The question of assisted suicide for people who regard their life as completed was referred to a committee headed by Professor Paul Schnabel three years ago, and his report, published this February,

'concluded that the current euthanasia legislation functions well and that there is scope within that legislation that is not being used at present... [and] no reason to amend it. Although the legislation does not provide any scope for people whose suffering does not have a medical dimension, the Schnabel committee does not consider it desirable to widen the current legal scope for assisted suicide.
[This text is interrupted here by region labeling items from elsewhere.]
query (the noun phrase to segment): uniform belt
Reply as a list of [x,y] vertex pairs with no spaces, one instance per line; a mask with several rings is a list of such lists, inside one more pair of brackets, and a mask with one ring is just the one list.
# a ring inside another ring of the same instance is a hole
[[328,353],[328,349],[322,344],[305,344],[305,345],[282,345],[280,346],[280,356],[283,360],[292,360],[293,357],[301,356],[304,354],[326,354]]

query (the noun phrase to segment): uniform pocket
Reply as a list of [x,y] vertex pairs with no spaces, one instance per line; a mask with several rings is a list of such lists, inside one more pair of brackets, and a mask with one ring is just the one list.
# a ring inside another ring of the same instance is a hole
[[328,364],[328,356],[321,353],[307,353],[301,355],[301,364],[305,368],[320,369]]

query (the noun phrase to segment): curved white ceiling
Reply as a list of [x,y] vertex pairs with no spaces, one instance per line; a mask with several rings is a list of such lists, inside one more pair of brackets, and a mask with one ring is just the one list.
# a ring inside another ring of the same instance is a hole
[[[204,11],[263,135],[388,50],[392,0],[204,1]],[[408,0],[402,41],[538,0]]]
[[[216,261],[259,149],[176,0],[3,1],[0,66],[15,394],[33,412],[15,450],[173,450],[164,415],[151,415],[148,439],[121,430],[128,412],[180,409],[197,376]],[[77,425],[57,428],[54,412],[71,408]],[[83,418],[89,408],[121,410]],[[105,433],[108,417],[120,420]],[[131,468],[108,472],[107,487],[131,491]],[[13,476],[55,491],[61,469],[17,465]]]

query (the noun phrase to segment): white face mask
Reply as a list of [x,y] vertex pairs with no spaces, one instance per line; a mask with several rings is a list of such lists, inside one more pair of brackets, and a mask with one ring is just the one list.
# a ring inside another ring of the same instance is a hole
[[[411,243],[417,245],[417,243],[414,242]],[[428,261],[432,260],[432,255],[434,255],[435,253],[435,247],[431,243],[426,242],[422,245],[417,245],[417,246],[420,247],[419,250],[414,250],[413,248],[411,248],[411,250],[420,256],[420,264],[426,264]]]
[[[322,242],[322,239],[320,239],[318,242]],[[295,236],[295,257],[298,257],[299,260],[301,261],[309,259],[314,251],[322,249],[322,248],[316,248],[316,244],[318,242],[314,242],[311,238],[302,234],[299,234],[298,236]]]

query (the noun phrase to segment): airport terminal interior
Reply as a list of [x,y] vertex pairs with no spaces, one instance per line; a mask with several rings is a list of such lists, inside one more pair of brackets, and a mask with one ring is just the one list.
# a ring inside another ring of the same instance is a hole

'According to the government, however, this conclusion does not do justice to the wishes of people who regard their life as completed and request help in ending it. The government takes the view that such a request for help made by a person who is suffering unbearably and with no prospect of improvement, but whose suffering does not have a medical dimension, can be legitimate.'

British disability campaigner Baroness Jane Campbell has spoken eloquently about how proposals for euthanasia and assisted suicide are always based on arbitrary boundaries. If you thought that having a feeling of life being completed was hard to define, the Dutch Government has news for you:

'As the growing demand for autonomy in end-of-life decisions generally comes from elderly people, any new system will be limited to people in that age group.'

The messages to the Dutch people is clear: it is reasonable to want to kill yourself when you no longer feel productive, and reaching old age will be a key marker in making such an assessment of a life's worthlessness. The move is an incredible demonstration of incremental extension - perhaps even more shocking that the extension of Belgium's euthanasia law to children in 2014 - in a country whose culture of health and social care is far closer to our own than those in the United States cited as models of assisted suicide practice by proponents. Incredibly, the campaign group Dignity in Dying (formerly the Voluntary Euthanasia Society) responded thus:

'The fact that Dutch parliamentarians are considering a possible extension of their own euthanasia laws is not evidence that introducing an assisted dying law in the UK for terminally ill, mentally competent adults would later be extended by British parliamentarians beyond this criteria. Britain will get the law that the British Parliaments pass... We do not seek to introduce a Dutch style law in the UK.'

Well, neither did the Dutch. That's the point. Last year, euthanasia deaths numbered 5,516 - 3.9% of all deaths. On a simple population-based extrapolation, that would amount to some 20,000 euthanasia deaths in the UK. The annual rise in the Dutch figures is already marked (14% between 2014 and 2015); if the proposed new law is passed, we can hardly bear to imagine where the figures might go, and with disturbing reports already available concerning euthanasia for psychiatric disorders and Government consideration of euthanasia for the under-12s, the future for 'weaker' members of Dutch society seems bleak.